Closed yakovw closed 7 months ago
@adamnova added something like this to the demo in: https://github.com/sandrohanea/whisper.net/pull/9
However, I didn't wanted to add this Naudio dependency on the full demo, but since then, each example is done in a different project where there is no problem to have NAudio.
I think it makes sense to move it as a standalone example.
Also, for the best mic support, continuous recognition is also a must: https://github.com/sandrohanea/whisper.net/issues/25 Otherwise, transcript can be bad near "merging" segments.
I would also add some mic example for blazor, as that would be pretty cool.

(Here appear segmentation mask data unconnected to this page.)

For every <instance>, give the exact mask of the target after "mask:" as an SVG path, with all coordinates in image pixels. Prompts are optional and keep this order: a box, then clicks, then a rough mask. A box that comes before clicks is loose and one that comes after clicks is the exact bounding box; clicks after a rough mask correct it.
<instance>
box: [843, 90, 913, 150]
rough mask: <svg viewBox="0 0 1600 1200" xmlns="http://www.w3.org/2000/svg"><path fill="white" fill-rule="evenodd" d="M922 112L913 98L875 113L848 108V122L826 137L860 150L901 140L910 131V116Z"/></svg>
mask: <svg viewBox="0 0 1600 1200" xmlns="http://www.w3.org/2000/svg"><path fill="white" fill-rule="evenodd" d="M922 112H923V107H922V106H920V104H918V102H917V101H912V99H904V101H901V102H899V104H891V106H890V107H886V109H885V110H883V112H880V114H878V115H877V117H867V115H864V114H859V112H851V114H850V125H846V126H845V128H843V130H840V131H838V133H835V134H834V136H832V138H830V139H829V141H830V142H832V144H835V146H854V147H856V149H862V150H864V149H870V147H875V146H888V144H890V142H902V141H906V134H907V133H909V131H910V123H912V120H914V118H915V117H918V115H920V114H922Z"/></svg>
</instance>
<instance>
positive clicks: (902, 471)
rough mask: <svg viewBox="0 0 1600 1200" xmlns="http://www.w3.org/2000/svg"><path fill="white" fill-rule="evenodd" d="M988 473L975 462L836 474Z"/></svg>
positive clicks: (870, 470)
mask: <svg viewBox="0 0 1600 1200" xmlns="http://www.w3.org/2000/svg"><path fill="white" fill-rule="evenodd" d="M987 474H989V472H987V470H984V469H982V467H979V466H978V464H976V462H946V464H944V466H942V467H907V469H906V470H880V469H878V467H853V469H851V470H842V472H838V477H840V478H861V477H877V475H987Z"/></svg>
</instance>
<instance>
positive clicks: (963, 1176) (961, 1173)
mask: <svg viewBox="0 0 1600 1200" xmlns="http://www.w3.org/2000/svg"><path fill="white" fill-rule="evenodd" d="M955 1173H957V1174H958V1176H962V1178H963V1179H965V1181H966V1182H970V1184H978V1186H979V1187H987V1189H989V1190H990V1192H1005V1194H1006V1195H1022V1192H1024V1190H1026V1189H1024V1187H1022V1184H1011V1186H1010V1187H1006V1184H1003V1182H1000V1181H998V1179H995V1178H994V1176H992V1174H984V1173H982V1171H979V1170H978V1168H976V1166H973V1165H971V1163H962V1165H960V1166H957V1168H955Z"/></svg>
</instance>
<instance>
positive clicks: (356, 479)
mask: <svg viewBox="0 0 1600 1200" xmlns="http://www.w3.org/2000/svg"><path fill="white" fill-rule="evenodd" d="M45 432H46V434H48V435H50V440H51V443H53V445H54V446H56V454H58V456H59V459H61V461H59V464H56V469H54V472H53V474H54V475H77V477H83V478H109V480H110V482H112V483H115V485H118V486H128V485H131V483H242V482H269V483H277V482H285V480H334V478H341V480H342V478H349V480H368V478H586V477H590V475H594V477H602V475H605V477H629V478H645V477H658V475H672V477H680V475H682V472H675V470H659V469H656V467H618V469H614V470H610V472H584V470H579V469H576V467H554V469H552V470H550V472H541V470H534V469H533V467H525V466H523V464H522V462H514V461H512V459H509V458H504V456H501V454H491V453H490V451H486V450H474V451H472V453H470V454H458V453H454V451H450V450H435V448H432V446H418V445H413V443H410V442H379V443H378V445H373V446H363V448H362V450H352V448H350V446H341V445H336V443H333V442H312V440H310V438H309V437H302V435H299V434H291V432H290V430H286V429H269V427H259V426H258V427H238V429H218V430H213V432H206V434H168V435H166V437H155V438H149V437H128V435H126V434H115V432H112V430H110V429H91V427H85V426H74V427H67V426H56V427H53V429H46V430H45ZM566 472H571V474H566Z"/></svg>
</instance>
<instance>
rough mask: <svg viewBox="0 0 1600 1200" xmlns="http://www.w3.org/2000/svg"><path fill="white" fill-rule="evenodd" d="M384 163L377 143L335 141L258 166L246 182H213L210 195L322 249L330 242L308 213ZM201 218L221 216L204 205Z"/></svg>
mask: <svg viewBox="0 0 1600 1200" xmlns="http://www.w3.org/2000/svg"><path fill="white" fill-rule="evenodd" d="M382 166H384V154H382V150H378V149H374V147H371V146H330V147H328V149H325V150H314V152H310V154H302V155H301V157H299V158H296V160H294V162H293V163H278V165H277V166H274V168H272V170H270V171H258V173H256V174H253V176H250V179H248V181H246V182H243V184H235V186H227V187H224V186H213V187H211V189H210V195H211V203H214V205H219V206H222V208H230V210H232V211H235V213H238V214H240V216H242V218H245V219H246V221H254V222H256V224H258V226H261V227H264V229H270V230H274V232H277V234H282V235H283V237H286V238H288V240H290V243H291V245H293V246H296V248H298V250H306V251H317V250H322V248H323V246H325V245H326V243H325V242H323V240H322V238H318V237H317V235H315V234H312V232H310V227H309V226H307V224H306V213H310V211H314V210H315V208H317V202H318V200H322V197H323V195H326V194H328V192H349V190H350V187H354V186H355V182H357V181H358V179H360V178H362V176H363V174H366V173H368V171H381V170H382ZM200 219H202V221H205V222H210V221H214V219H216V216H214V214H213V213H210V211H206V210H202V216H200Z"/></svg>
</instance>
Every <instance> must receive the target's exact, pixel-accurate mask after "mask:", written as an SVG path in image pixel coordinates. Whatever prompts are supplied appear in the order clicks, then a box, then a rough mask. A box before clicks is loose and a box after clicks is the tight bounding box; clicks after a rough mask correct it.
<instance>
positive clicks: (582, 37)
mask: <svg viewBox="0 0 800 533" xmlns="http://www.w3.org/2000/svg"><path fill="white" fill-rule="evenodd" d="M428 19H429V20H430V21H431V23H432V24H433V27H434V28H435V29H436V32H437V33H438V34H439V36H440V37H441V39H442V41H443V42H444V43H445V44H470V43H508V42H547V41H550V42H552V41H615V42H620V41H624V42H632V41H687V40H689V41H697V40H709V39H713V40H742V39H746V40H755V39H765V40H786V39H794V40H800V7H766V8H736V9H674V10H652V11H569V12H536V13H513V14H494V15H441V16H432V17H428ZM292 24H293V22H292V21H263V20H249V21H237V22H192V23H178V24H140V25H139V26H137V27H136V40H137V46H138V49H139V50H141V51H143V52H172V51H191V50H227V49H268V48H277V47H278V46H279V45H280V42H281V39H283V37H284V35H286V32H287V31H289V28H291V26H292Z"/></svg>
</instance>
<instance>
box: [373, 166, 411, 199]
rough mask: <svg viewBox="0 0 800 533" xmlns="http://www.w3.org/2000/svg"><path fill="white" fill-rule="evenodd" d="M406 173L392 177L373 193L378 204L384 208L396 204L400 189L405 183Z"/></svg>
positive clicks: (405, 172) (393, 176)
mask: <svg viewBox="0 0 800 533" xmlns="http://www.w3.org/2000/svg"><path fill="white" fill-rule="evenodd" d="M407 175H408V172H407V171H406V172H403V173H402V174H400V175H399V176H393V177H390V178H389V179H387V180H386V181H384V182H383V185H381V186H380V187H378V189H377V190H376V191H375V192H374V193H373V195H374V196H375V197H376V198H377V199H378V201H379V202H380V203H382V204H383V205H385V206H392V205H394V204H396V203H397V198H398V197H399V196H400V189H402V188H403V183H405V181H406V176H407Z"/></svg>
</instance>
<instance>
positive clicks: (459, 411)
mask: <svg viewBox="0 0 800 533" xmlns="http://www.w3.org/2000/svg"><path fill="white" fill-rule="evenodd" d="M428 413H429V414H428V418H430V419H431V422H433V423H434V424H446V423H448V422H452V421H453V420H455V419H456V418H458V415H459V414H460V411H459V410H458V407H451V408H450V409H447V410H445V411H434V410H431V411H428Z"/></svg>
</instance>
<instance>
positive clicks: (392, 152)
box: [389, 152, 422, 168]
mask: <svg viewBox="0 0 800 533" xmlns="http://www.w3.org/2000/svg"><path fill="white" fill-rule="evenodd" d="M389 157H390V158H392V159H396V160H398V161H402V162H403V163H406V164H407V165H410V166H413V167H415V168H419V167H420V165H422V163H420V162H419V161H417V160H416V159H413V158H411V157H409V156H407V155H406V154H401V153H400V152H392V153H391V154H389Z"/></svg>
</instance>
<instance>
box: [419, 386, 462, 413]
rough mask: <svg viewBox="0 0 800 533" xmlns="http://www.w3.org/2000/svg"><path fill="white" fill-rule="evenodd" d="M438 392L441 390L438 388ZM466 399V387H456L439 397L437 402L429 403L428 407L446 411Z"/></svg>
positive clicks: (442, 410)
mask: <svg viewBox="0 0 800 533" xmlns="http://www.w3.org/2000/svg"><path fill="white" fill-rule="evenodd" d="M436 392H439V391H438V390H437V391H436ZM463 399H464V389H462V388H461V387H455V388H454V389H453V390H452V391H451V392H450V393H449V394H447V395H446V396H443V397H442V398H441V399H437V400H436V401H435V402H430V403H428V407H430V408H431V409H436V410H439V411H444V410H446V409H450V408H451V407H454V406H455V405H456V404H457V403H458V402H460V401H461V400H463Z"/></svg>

My demo was basically a proof of concept, it is not very usable in practice. Without the continuous recognition, all you get is somewhat repeating lines of text.
It appears there is now continuous recognition here:
https://github.com/sandrohanea/whisper.net/tree/main/examples/ContinuousRecognition
Though it appears that's an example rather than part of core, is there a chance of getting a microphone sample now?
I was able to get realtime transcription from the mic working on my M1 Mac using the code below, which uses OpenTK.OpenAL. This is stitched together from various SO posts, and could be improved, but may be helpful to others looking to do similar. I ended up having to get the CoreML model manually, unzipping, and putting it in the current folder. Ideally IMO Whisper.net would "just work" and download this model when on apple silicon, similar to how it does the base .bin model.
The other "gotcha" I ran into was that I needed to specify a float[] buffer and ALFormat.MonoFloat32Ext capture.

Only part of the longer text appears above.